A Delaware judge has issued a no-contact order against Kurt Busch, mandating the NASCAR driver to stay away from his ex-girlfriend, Patricia Driscoll.

By SI Wire
February 16, 2015

A Delaware judge has issued a no-contact order against Kurt Busch mandating the NASCAR driver to stay away from his ex-girlfriend, Patricia Driscoll.

The order, reported by the Associated Press, follows four days of hearings in December and January in which Driscoll accused Busch of slamming her head into a bedroom wall in September. Busch testified that Driscoll is a trained assassin. Busch and his legal team have denied Driscoll's allegations, and Driscoll has denied being an assassin.

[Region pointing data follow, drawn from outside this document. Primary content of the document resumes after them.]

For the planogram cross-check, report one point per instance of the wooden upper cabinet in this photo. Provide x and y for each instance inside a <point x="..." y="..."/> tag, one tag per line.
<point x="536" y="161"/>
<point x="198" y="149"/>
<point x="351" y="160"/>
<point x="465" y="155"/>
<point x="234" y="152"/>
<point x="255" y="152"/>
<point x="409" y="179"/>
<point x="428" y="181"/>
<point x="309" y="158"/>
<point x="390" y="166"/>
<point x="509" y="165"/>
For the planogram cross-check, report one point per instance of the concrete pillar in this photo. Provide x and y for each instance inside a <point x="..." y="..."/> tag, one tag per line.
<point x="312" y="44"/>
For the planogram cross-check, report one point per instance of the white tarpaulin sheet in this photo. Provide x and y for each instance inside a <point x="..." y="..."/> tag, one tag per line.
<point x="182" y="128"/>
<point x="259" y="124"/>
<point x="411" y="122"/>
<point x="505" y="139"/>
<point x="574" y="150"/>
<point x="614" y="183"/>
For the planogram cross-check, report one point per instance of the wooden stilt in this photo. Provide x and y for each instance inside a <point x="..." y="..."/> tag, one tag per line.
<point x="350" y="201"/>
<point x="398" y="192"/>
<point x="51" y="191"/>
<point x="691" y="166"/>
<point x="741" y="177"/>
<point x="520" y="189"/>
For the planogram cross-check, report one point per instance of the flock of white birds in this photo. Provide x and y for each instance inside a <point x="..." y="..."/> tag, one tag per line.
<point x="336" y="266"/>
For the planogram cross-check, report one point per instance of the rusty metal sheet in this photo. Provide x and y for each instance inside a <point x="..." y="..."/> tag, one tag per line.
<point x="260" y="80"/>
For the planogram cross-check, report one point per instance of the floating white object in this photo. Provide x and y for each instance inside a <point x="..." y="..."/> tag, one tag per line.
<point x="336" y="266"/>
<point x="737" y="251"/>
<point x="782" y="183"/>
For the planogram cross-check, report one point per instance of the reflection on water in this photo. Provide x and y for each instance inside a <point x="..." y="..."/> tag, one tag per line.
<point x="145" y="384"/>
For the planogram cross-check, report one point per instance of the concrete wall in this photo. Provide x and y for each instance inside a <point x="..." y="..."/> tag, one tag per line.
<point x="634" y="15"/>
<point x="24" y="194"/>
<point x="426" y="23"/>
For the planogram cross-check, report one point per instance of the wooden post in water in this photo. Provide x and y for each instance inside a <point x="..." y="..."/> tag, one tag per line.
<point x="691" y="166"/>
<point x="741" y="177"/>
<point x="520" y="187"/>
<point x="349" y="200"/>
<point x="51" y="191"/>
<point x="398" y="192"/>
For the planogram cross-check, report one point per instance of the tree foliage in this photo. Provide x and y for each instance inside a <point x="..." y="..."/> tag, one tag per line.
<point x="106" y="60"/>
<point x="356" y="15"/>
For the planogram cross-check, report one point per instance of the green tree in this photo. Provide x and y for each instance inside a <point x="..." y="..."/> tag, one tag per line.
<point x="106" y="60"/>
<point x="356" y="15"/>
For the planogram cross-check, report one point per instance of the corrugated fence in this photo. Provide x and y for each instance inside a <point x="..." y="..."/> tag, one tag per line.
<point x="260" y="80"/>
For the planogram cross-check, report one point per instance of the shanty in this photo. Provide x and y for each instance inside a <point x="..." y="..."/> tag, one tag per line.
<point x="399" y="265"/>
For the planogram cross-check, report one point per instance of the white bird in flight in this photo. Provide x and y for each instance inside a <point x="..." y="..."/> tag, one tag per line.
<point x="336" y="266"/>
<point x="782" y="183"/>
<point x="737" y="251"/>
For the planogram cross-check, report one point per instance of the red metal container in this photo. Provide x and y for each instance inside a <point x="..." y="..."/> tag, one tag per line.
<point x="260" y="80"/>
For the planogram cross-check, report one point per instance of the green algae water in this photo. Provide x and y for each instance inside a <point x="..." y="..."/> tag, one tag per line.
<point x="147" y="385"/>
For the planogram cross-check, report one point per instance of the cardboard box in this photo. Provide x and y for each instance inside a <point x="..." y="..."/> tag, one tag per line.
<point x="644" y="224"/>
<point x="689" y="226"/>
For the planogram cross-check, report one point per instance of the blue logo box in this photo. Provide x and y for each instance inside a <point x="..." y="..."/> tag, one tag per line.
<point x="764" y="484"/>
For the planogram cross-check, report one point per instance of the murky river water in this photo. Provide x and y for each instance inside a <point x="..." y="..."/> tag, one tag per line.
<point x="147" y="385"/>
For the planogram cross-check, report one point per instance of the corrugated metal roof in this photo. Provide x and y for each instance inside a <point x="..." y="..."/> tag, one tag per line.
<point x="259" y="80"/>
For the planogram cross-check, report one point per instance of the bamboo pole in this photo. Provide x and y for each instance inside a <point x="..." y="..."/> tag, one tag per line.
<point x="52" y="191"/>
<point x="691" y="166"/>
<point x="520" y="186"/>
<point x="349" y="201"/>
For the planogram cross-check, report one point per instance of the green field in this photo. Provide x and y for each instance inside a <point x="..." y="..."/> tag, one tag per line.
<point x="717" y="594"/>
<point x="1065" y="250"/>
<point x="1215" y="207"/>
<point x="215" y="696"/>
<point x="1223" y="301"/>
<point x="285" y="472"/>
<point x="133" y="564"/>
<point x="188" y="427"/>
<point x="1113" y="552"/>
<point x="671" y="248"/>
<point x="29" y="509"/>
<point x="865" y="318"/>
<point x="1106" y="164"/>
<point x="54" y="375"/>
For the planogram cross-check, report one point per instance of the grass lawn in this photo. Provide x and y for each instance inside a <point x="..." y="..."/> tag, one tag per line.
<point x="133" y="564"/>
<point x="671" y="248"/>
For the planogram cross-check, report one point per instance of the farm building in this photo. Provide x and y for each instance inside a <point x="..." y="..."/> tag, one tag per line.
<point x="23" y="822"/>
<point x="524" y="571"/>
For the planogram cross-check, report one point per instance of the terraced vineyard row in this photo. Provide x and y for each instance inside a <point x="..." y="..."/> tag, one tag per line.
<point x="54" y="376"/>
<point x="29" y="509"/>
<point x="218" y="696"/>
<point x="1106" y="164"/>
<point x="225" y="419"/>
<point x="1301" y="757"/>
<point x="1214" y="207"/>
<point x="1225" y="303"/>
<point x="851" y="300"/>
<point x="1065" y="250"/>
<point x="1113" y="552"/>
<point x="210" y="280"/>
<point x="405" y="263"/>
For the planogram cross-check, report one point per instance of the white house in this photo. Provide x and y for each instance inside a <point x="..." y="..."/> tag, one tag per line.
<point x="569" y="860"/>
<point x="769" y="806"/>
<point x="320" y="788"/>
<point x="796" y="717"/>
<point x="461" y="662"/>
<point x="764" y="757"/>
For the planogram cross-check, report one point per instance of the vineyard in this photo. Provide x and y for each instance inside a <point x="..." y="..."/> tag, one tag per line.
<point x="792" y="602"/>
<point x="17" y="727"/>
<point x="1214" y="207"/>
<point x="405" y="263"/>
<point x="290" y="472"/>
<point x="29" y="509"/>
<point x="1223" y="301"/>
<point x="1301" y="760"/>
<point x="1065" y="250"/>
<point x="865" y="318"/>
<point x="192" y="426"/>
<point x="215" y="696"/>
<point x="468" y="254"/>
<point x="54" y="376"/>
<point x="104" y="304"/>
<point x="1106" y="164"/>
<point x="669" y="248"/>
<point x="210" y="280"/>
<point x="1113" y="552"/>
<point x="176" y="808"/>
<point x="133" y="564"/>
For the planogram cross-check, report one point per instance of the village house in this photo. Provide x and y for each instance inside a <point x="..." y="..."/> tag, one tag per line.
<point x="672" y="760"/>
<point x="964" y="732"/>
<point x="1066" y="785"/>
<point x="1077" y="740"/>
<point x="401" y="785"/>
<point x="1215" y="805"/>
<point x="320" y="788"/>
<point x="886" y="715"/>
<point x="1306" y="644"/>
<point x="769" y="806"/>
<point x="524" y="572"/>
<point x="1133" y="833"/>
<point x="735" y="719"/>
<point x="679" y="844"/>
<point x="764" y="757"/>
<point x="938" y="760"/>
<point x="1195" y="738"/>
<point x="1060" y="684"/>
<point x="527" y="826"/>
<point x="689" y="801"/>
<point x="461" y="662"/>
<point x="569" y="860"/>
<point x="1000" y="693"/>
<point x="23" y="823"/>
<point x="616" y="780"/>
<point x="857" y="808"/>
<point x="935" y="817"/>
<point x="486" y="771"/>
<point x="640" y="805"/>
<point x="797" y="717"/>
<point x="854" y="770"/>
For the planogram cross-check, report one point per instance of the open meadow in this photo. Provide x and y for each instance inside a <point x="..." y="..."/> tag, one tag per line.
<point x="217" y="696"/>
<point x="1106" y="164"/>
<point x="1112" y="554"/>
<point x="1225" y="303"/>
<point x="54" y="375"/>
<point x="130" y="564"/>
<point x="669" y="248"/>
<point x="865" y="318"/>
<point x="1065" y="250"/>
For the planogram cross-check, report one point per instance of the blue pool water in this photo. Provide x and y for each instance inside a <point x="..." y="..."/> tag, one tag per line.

Busch's attorney, Rusty Hardin, said in a statement on Monday that he was "deeply disappointed" by the order, which he intends to appeal.

''It is important to note that the Commissioner's ruling is a civil family court matter and totally unconnected to any criminal investigation or finding," Hardin said in the statement. "Regardless of the Commissioner's finding, we know that Kurt never committed an act of family violence."

Truth lurks in bizarre fog of Busch's domestic violence hearings

Driscoll has also filed a criminal complaint with Dover police that is separate from the no-contact order. The Delaware attorney general's office has yet to decide whether to prosecute Busch.

The year-long order says Busch must remain away from Driscoll and not communicate with her. He also cannot buy or possess firearms or ammunition, and will face an evaluation for "mental health problems related to anger control and impulse control." Busch must stay 100 yards away from Driscoll, except "at NASCAR races and related events where closer proximity is required."

Driscoll requested the no-contact order in November after she alleged Busch slammed her head three times into a bedroom wall of his motorhome at Dover International Speedway on Sept. 26. Driscoll testified that a series of text messages from Busch led her to believe he might be depressed, prompting her to drive to Dover to visit him from her home in Maryland.

Happily-ever-after ending unlikely in Busch's domestic violence case

In his denial of Driscoll's allegations, Busch said he repeatedly told Driscoll to leave the motorhome after she showed up unannounced a week after he broke off their relationship. Busch said he then cupped Driscoll's cheeks with her hand and told her that she needed to leave.

Busch, 36, also testified that Driscoll previously told him she was a "mercenary who killed people for a living." Busch also said Driscoll had shown him pictures of bodies with gunshot wounds. 

Driscoll discredited Busch's allegation as "ludicrous," saying he took the notion of her being an assassin "straight from a fictional movie script" she had been working on for eight years.

Driscoll, 37, is president of the Armed Forces Foundation, a non-profit supporting active duty military members and veterans from all branches of the U.S. Armed Forces. She has also worked for Frontline Defense Systems, a surveillance system company based in Washington D.C.